Typical Reuben Tate, too, from what I'd been hearing:
playing into Victor's psychology that way. Sam got
up, closed the Ouija box, and took it and the blue
covered Morse code book with him.
"Mom, how could they have arrested him? He's
not guilty. He couldn't have done it. He's not ..."
Sam paused, swallowed hard. "He's not violent.
Anymore."
"Right," I said, knowing that we were remembering
the same incident. But that was from the really bad
old days, and it was over. I put my hand on his arm,
made my voice sound confident.
"His talk about threatening Reuben, even if he did
say that stuff, it was just talk. Don't worry about it too
much. Things are going to be a little rough for a while,
but I'm certain that this will all get straightened out
just fine."
Sam met my gaze, comforted for a moment. But
then his face changed, as he realized that I was lying.
That Victor was innocent of Tate's murder I was
certain; I knew Victor too well.

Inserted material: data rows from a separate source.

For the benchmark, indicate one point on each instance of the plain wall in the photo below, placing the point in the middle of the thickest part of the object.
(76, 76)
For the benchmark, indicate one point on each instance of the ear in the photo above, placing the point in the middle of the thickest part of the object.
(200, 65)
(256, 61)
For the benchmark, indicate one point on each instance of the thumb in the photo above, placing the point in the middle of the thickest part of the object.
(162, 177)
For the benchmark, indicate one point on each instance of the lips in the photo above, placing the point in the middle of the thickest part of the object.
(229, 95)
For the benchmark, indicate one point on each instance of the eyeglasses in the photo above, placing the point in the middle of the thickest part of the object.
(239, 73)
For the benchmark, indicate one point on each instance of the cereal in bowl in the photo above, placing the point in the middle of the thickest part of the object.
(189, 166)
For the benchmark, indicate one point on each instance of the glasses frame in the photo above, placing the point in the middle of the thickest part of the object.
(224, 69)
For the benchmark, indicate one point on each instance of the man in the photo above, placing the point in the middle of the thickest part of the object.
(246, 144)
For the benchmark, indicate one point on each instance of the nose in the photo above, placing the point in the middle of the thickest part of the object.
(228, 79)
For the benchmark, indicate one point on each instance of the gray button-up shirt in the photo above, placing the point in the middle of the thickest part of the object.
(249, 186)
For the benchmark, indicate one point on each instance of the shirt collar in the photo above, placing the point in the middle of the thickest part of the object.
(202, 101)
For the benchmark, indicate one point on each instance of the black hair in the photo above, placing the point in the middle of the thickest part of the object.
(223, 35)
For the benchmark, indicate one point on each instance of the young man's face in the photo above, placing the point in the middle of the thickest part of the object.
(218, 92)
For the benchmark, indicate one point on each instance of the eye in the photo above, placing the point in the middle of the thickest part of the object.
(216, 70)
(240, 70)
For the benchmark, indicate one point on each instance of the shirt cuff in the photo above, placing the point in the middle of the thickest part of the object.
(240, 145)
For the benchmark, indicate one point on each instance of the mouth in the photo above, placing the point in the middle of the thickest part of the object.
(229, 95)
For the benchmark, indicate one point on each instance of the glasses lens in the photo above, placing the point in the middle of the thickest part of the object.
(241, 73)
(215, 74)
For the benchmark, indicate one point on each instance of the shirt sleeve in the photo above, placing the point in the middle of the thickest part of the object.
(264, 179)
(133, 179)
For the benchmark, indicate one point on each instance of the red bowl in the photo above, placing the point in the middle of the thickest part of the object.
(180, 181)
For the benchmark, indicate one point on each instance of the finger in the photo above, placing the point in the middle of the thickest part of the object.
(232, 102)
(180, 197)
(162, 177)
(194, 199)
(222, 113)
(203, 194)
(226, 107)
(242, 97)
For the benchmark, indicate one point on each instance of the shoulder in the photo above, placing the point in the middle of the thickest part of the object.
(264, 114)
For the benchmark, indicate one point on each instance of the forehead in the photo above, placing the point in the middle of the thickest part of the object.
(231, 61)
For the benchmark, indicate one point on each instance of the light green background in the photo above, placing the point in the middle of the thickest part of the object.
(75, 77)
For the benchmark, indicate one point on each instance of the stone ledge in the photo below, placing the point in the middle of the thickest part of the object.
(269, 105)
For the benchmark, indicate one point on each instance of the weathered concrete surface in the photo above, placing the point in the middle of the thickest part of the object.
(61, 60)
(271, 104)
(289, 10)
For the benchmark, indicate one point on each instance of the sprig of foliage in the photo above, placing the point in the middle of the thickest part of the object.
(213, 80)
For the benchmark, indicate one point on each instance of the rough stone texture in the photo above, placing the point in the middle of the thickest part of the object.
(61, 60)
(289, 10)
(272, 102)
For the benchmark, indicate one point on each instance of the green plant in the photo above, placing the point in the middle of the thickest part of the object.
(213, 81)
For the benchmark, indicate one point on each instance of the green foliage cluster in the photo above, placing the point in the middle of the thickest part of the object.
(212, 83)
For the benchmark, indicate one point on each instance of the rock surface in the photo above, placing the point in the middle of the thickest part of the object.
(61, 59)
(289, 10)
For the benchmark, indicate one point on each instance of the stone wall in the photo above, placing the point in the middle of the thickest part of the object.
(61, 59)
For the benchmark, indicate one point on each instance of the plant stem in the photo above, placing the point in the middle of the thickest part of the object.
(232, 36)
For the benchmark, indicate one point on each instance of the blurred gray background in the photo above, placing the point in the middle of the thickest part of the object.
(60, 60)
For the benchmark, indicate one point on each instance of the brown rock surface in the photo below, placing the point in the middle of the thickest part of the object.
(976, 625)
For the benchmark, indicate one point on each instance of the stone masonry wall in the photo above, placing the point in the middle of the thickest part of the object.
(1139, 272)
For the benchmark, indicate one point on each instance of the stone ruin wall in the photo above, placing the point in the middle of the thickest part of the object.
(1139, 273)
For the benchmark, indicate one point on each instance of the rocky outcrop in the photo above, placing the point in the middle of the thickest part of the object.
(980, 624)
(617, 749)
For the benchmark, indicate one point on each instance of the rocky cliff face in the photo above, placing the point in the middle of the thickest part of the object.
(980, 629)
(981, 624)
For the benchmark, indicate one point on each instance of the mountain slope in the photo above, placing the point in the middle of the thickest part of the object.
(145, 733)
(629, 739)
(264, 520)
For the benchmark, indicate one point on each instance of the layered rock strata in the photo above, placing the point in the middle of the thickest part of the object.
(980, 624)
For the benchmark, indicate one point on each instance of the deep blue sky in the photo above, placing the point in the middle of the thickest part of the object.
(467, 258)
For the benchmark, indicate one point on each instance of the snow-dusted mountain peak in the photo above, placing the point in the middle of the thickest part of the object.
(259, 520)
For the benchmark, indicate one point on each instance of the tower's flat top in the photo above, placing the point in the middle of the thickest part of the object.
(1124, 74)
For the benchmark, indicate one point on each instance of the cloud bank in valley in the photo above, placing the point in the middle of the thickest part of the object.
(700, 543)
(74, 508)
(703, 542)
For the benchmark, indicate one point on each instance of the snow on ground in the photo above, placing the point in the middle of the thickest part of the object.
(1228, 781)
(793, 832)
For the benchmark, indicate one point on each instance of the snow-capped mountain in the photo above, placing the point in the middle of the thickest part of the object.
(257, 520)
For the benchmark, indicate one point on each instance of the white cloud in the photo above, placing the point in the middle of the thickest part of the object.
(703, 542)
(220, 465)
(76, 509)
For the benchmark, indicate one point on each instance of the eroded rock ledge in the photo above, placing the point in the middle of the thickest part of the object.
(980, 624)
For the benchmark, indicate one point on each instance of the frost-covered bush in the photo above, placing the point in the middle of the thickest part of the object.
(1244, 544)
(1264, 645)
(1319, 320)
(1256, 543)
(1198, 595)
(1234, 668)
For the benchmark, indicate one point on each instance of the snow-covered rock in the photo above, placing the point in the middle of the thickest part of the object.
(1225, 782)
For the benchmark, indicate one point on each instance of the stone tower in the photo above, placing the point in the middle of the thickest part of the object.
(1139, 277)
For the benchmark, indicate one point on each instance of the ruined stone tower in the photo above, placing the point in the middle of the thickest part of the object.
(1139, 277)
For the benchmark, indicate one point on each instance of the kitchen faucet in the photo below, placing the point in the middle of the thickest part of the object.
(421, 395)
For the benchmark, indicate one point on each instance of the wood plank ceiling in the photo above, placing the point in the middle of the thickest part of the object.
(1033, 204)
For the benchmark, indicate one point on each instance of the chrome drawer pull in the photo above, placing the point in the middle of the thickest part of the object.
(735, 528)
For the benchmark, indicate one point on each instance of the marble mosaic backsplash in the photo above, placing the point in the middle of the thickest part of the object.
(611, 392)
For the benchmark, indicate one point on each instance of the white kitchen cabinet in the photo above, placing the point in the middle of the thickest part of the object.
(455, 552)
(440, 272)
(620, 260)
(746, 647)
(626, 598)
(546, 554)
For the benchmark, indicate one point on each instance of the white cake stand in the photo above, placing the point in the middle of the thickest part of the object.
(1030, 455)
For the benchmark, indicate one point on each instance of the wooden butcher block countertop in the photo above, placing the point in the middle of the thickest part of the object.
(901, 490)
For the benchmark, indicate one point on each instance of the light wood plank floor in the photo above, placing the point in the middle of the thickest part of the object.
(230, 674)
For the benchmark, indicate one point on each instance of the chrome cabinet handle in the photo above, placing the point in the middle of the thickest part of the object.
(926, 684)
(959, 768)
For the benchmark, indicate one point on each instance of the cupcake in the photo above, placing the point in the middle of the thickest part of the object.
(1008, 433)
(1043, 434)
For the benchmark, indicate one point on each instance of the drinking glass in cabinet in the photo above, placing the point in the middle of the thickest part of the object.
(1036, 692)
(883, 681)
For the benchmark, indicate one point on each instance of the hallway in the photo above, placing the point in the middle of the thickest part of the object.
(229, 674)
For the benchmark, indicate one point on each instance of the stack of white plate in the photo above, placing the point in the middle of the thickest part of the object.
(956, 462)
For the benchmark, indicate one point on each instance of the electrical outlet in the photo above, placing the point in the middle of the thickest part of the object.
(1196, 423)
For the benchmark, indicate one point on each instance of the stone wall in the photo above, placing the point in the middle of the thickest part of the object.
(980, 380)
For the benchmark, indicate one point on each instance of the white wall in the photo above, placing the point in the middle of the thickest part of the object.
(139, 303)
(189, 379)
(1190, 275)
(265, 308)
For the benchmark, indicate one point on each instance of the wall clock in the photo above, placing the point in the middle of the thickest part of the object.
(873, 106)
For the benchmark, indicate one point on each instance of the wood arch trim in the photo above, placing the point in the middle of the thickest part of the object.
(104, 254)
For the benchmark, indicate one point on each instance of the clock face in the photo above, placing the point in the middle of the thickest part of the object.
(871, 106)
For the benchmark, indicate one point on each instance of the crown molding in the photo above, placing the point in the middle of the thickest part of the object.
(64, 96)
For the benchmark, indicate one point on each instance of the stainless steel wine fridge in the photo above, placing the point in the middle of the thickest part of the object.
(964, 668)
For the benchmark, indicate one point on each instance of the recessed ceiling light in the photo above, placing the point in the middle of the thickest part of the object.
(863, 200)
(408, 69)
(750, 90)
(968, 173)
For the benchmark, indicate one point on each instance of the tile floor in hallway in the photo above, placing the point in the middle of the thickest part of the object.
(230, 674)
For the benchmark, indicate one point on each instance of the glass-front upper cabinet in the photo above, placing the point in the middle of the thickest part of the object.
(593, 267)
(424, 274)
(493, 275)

It was the getting
things straightened out part I wasn't sure of, because
what I couldn't come up with was the answer to one
simple question:
Neither Ellie nor I had said anything about Reuben
Tate when we'd arrived home from the cemetery to
find Victor sitting in my kitchen.
Arnold hadn't mentioned Tate either when he'd
called Victor earlier, because at that point he hadn't
heard.
So how had Victor known that Reuben was dead?
The question of hauntedness was a recurring
one in our old house: cold spots on the
stairs, strange noises in the attic, doors that
opened or closed with odd, mischievous regularity.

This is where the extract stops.